Graviola and its uses
The graviola tree has yellow or green heart-shaped fruits, which can be eaten fresh or in form of beverages and desserts. The fruit has a pleasant, sweet flavor, with a hit of tartness. It is used both as a food and as a remedy. The fruit can be used to treat intestinal problems, especially if it is still unripe, however it is the other parts of this tree that are used for most remedies.
Indigenous peoples who live in the areas where graviola grows use its bark as a medicine against fever, and the leaves are often used for antiseptic and anti-parasitic preparations, and they can be used topically as well, especially for muscle spasms.

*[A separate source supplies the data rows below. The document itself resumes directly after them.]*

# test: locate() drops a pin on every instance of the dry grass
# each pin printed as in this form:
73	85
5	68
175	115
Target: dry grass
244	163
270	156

Scientific interest in graviola, especially in its extract, first started growing around 1950’s. Many studies performed on this extract have confirmed that it has significant health benefits and effective medicinal uses. One study found that graviola extract is very useful in treatment of herpes simplex virus, while another showed that the extract can be effective against certain parasites.
However, the most significant results are from a study performed in 1997 at Purdue University. This study suggested that graviola extract can act as a cytotoxin, which means it can kill cells. This would normally not be considered a good thing, but the components in the extract that have the cytotoxic effect are actually selective. They spare the healthy cells and only go after the damaged ones, which suggested amazing possibilities of the graviola extract in cancer treatment. This property of graviola is not limited only to the specific plant Annona muricata, and it is found in other plants which, like graviola, have the same byproduct of metabolism, called acetogenins. One of those plants is, for example, Annona glabra.
Even though the graviola extract has never received the FDA approval, it has gained much attention and popularity as an alternative remedy for cancer. In addition, the effects of graviola extract on cancerous cells were never confirmed in humans and all the lab tests were done in vitro and on lab animals.
Another health benefit that can be obtained from graviola extract is its use as a remedy against high blood pressure or hypertension. It also acts as a vasodilator and anticonvulsant, as well as a muscle relaxant.